The situation is slightly better if it’s possible to use datastreams with primary keys defined. In this case, the UPDATE_BEFOREs can be effectively discarded, but they are still emitted by Flink (I think?).
This is why compacting a changelog of updates is so important in Differential Dataflow. Without it, internal consistency would be violated.
And here’s a curious discovery I made: I was only able to ensure eventual consistency (getting “0 balance” as a final write) with a parallelism of 1. When using parallelism > 1, sometimes “0 balance” came last, but not always. Flink has some deep issues related to changelog shuffling: FLINK-20374 and similar ones led to the introduction of SinkUpsertMaterializer (in my opinion, one of the worst band-aids I’ve seen). But it wasn’t added to the topology in the example, even after I tried forcing it.
Practical Solutions
I believe that leveraging upserts can be a good enough solution in situations where internal consistency is not available. See my previous post on this topic:
Also, in the case of Flink, I feel like it should be possible to tackle the changelog compaction issue by implementing a set of low-level DataStream operators. They may end up buffering and storing more state, but that’s the price to pay.
Adoption
It’s clear that guaranteeing internal consistency feels important. But in practice, very few systems do. And most of those systems rely on Timely and/or Differential Dataflow.
Materialize is a pioneer in this space. Frank McSherry, Materialize co-founder and chief scientist, co-authored the original papers and Rust implementation. Materialize’s blog is a great resource to learn about practical applications of Timely and Differential Dataflow.
Pathway is another company that built a product on top of Timely and Differential Dataflow. It chose to target Python as a primary language. The company makes some pretty strong claims (“fastest Rust runtime on the market”), and it’s worth checking out.
Bytewax is a similar product that targets Python, but they chose not to depend on Differential Dataflow, they only use Timely. It’s a great product that I highly recommend.
I couldn’t find any other production-ready products or tools that use Timely or Differential Dataflow. Some honourable mentions:
Differential Datalog (DDlog) - research project from VMware.
Dida (archived) - differential dataflow implementation in Zig (also by Jamie Brandon).
materialite (WIP) - differential dataflow implementation in Typescript.
GraphScope - graph processing platform that uses Timely Dataflow. This could probably be categorized under production-ready, but I don’t know much about its users.
I assumed that Arroyo and RisingWave used Timely and/or Differential Dataflow, but that’s not the case. However, it looks like RisingWave uses a similar approach to guarantee internal consistency.
Summary
I still have some unanswered questions when it comes to internal consistency. This is a fascinating topic, and I hope to learn more. But here’s my understanding right now:
Internal consistency means that every output is correct for some subset of inputs. In practice, that can mean delayed (or even dropped) data.

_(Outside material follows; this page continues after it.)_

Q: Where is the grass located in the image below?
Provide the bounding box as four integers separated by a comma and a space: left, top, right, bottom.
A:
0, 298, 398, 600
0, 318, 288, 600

Timely and Differential Dataflow implement it by buffering and synchronizing intermediate results (this is mostly on Timely) as well as compacting changelog streams (this is mostly on Differential).
Flink has problems with both: it doesn’t have a robust end-to-end mechanism for synchronization (even though watermarks and checkpoint barriers look promising), and it’s too “noisy” when it comes to emitting changelog data. I feel like both might be addressed with low-level DataStream API operators.